The posts below chronicle my writing life from 2006-2010.
I won’t add more to this journal, but I will update the News and Projects page.
Nowadays, I can sometimes be found over at Bookbilly.
On Official Hiatus.
May return with important announcements…or when I figure out how to balance teaching a full load of classes with writing. Ha–that’s a good one.
We should support our local artists, whether they are writers, musicians, or painters. This is a sound philosophy, even if it is sometimes difficult to follow: we can only be so many places at once, afford so many babysitters, stay up late so many nights of the week. We’ve all been there, I’m sure.
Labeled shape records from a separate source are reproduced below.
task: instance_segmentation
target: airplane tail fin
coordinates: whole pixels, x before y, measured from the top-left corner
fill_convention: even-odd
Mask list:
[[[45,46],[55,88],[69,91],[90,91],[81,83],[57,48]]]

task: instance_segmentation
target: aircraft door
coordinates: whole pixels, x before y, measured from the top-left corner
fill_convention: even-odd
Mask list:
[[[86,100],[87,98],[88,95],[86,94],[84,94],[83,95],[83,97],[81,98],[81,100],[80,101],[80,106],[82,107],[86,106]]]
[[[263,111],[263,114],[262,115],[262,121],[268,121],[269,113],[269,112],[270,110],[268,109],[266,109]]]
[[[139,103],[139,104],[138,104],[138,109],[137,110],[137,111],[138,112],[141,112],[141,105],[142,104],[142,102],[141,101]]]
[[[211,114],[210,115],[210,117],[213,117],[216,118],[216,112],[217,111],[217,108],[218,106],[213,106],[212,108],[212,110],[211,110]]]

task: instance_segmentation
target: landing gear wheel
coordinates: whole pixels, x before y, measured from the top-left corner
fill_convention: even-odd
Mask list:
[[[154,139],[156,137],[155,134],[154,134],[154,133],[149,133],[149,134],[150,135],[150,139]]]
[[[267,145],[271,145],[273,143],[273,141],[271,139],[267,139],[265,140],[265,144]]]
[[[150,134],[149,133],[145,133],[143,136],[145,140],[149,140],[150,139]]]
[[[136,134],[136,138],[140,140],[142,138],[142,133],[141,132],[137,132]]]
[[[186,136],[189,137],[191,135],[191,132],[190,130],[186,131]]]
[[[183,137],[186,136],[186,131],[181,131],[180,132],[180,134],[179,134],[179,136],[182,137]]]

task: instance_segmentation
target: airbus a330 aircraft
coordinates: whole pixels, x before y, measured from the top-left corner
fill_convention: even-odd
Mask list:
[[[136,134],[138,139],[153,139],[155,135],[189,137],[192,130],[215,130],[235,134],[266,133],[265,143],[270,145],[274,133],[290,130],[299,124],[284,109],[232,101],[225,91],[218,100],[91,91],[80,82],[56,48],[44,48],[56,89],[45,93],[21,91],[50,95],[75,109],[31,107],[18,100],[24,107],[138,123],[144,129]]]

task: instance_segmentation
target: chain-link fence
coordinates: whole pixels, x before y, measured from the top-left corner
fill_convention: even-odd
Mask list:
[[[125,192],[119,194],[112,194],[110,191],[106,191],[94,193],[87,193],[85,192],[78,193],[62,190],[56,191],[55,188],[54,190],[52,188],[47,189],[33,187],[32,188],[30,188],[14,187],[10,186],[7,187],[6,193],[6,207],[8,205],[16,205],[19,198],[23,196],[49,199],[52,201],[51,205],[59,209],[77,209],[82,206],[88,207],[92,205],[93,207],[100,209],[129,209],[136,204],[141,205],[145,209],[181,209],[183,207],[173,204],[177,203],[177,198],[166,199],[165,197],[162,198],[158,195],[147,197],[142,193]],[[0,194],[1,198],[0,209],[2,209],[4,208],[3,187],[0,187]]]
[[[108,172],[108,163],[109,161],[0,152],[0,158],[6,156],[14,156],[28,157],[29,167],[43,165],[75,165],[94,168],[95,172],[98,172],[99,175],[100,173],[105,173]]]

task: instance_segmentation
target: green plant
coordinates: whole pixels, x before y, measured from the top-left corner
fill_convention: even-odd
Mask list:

I want to support my friends’ band, but why are they playing at 9 p.m. on a Tuesday? That reading sounds great…let me find a sitter. However, we can read on our own time—how perfect! So buy some books and magazines and support your local artists. The following list will get you started.
For this post I’m focusing on our local writers and their works that have been published this year. What do I mean by local writer? I’m including those who currently live in Georgia, as well as those who have lived here in the past. Many writers have been to school and /or taught in Georgia, while many current Georgia writers have deep roots elsewhere.
Stephanie Perkins now resides in Asheville. I am super excited to read her debut YA novel, Anna and the French Kiss (Dutton) which comes out in December 2010. Her second book, Lola and the Boy Next Door is set to come out in the Fall of 2011. About Anna:
“Very sly. Very funny. Very romantic. You should date this book.”
— MAUREEN JOHNSON, NYT bestselling author of 13 Little Blue Envelopes and Scarlett Fever
“I’ve been waiting for more of Josh Russell’s NOLA since Yellow Jack, waiting patiently, most of the time, and now it’s paid off. This book flat out kicks ass in its New Orleansness but also in its humanness, a novel firing on all cylinders, amazing characters, killer details, lyrical language and a plot that keeps the pages turning. A book worth the wait and worth its salt, a novel to read and reread, to savor, to treasure.”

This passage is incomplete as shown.